DATASCI 185: Introduction to AI Applications

Lecture 17: AI Regulation and Standards Around the World

Danilo Freire

danilo.freire@emory.edu

Department of Data and Decision Sciences
Emory University

Welcome back! 🌍

Recap of last class

We explored AI in healthcare and finance, comparing traditional ML with LLMs in each field
Healthcare: ML for imaging and risk scoring; LLMs for clinical notes, patient communication, and RAG-based Q&A
Finance: ML for credit scoring, fraud, and trading; LLMs for sentiment analysis, finance-specific models (BloombergGPT, FinGPT), and agentic workflows
Optum case: healthcare costs as a proxy for needs penalised Black patients
Apple Card: unexplainable credit limits
RAG reduces hallucination but inherits knowledge base biases
We also spoke about the group project: test AI tools in a real-world domain and design a new application
Today: how are governments responding to these challenges?

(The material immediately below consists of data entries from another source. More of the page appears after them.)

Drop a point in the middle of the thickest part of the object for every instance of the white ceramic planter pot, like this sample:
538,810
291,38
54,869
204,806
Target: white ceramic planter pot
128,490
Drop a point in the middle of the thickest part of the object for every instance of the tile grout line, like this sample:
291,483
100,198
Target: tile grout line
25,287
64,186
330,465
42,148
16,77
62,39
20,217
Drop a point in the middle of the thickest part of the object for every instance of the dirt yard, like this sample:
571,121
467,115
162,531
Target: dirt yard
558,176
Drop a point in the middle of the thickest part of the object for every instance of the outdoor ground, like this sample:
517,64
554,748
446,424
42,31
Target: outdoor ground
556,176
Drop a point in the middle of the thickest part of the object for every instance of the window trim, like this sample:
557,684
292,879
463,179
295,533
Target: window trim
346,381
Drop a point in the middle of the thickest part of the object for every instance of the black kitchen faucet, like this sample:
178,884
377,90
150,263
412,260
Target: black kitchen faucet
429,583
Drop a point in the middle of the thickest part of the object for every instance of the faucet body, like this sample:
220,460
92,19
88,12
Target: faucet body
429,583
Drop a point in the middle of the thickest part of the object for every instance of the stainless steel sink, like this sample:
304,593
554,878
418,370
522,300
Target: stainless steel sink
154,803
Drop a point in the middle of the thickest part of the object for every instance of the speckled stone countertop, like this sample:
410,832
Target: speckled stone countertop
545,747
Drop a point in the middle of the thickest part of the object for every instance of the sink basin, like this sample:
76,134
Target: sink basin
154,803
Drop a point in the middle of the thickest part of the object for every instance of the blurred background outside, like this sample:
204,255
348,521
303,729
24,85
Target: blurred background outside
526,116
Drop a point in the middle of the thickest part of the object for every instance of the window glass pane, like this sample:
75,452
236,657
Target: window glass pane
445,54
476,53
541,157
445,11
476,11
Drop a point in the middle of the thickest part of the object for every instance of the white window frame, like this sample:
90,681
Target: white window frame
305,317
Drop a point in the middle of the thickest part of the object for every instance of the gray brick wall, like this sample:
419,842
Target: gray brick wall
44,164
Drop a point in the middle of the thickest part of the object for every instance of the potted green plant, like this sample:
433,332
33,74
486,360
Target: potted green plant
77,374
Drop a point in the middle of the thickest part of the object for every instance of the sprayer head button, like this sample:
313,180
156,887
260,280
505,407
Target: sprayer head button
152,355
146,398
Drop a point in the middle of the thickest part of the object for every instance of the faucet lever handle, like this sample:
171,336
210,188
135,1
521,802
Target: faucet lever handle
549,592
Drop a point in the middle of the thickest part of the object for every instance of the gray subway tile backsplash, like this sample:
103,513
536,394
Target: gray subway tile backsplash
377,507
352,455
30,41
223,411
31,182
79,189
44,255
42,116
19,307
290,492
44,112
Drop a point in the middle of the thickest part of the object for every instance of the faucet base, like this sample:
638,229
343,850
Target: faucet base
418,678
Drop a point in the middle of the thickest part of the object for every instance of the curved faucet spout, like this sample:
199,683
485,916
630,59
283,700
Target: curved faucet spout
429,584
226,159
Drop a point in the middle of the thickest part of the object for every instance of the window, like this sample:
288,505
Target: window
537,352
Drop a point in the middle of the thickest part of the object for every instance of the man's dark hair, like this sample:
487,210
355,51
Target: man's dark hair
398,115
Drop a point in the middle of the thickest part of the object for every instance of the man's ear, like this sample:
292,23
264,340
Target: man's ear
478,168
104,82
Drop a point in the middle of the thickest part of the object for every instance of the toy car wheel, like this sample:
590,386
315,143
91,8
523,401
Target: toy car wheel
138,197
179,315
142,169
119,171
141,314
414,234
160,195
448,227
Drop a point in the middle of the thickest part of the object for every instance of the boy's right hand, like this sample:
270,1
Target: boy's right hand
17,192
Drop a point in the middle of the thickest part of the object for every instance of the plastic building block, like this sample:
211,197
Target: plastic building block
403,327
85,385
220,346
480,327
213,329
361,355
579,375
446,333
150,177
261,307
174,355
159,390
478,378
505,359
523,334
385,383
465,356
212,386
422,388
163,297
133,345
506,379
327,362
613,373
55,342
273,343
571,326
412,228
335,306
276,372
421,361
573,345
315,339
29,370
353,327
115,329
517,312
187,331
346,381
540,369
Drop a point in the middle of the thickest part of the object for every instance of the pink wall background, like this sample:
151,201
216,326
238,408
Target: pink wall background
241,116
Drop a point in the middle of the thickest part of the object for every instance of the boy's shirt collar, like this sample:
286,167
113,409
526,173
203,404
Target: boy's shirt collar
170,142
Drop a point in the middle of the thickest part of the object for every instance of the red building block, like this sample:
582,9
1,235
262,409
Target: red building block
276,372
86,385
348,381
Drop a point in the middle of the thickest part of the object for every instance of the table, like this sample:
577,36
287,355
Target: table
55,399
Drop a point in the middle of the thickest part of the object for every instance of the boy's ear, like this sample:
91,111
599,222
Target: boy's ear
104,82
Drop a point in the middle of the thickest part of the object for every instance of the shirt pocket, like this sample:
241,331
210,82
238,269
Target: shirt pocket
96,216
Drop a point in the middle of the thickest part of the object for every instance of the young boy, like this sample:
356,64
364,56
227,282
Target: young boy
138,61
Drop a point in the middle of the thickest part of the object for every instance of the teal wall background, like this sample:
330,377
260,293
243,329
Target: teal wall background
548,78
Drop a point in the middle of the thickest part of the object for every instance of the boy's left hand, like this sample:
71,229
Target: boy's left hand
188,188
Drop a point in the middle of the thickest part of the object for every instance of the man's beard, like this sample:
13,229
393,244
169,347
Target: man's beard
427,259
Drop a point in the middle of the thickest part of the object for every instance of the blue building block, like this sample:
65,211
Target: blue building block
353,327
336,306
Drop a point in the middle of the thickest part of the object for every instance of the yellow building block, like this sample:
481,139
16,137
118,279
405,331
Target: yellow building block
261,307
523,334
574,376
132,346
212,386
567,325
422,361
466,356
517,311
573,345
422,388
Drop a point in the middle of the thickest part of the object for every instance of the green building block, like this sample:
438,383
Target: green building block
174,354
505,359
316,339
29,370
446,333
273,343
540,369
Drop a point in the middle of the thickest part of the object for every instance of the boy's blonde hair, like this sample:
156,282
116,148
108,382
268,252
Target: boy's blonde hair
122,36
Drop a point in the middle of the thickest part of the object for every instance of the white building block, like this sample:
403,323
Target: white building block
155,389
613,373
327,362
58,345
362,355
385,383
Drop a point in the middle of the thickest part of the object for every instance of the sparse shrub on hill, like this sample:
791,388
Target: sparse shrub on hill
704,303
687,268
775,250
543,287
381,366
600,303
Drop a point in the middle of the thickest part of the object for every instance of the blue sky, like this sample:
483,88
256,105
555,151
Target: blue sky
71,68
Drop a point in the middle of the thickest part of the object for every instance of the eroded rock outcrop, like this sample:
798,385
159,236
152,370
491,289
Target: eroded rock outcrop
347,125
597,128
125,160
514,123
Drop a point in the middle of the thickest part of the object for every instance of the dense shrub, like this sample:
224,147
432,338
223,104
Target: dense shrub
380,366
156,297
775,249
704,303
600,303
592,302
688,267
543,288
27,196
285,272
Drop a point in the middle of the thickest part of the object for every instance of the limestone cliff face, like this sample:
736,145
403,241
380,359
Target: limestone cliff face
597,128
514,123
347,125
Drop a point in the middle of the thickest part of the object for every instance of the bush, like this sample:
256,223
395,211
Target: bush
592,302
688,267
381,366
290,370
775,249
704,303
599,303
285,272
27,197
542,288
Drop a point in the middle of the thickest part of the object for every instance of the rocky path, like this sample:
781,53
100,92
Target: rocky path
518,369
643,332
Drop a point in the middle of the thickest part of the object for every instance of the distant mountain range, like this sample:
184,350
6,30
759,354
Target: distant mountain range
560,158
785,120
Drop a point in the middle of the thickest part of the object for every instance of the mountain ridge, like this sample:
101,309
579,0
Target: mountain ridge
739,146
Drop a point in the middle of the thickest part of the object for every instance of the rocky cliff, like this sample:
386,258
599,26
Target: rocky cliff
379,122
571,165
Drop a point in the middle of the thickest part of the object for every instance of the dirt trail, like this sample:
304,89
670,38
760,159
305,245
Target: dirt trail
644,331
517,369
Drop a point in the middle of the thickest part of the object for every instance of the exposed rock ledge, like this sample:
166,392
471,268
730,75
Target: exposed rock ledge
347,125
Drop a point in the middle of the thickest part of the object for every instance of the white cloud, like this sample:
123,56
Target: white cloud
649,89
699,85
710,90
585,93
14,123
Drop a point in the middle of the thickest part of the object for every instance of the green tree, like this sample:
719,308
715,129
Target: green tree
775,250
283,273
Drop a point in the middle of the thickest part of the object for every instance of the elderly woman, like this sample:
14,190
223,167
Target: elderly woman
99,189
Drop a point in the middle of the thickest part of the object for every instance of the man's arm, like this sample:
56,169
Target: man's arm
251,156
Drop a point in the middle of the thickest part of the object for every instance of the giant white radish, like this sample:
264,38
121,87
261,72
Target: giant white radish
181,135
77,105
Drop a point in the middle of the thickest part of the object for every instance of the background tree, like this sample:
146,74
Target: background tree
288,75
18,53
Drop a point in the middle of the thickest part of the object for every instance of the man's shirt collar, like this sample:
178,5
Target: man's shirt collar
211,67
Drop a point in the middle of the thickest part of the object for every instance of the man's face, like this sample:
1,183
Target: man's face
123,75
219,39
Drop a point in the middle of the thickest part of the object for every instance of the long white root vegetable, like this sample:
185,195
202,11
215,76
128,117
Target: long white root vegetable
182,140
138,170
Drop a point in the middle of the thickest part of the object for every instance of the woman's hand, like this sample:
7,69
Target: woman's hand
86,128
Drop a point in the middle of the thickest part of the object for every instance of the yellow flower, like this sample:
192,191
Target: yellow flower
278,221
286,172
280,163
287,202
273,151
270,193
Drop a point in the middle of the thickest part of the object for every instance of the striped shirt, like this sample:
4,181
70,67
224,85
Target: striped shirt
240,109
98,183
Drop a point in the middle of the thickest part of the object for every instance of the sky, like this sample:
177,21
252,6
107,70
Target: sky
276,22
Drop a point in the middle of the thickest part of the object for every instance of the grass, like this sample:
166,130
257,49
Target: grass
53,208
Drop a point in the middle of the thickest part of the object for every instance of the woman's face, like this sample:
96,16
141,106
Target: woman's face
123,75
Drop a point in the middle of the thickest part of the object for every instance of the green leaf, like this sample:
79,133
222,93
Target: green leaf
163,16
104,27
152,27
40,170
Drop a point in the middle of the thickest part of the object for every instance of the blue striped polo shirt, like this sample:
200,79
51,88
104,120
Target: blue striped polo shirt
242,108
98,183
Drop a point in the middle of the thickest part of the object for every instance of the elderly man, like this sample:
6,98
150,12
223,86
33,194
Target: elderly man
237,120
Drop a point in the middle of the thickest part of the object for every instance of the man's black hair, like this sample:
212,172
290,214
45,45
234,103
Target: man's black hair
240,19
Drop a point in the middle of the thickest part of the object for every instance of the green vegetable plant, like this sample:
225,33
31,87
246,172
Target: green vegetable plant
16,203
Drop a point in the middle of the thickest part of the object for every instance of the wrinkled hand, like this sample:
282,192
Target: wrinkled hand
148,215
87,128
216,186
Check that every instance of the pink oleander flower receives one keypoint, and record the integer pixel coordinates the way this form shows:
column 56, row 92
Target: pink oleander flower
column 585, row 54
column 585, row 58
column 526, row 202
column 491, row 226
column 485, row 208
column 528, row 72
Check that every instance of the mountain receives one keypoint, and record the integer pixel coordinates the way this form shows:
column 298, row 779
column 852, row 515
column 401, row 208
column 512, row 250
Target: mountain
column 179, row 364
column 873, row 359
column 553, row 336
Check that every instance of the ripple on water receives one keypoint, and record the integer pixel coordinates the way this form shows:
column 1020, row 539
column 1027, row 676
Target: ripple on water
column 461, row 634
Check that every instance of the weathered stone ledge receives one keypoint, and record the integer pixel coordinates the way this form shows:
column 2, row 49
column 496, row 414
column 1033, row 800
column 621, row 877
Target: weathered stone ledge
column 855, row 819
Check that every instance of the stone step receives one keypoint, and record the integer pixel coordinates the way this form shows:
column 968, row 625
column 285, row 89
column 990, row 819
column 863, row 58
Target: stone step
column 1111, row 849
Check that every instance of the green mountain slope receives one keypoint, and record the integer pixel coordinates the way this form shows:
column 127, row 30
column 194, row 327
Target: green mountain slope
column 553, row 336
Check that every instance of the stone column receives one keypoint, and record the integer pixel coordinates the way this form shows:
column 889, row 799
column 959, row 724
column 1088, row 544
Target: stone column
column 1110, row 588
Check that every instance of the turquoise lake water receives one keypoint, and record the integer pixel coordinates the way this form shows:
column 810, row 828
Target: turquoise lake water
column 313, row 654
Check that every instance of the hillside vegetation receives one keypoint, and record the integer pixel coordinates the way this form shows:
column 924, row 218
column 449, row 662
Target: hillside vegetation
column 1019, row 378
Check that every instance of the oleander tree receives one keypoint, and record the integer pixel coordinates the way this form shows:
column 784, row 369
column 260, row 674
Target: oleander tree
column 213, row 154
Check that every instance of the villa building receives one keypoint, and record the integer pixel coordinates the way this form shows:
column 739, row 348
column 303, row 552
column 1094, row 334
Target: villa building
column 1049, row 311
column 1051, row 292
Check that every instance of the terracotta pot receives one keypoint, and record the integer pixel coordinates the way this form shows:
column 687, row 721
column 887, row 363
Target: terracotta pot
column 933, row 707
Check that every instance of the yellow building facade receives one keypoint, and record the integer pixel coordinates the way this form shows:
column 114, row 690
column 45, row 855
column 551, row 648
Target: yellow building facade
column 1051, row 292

Source: OECD AI Policy Observatory

Lecture overview

What we will cover today

Part 1: Why regulate AI?

The case for government intervention
Different regulatory philosophies

Part 2: The EU AI Act

Risk-based approach
Prohibited, high-risk, and low-risk systems
Compliance requirements

Part 3: The US approach

Sectoral regulation vs comprehensive laws
Executive orders and agency guidance
State-level initiatives

Part 4: Other approaches

China’s AI regulations
The global race for AI governance
What this means for practitioners

Meme of the day 😄

Source: r/agi

Why regulate AI? 🤔

The case for intervention

Market failures:

Information asymmetry: Users can’t evaluate AI systems
- How accurate is this hiring algorithm? Nobody knows
- Is this chatbot hallucinating? Hard to tell
Externalities: Harms fall on people who didn’t choose to use the system
- For instance, deepfakes harm people who never consented
Collective action problems: Race to the bottom
- Company A deploys unsafe AI
- Company B must follow or lose market share

Rights and dignity:

Some uses may violate fundamental rights
Facial recognition in public spaces
Manipulation of democratic processes

“Move fast and break things” maybe works for social media features. It’s less appealing when the things being broken are people’s careers (or even lifes)!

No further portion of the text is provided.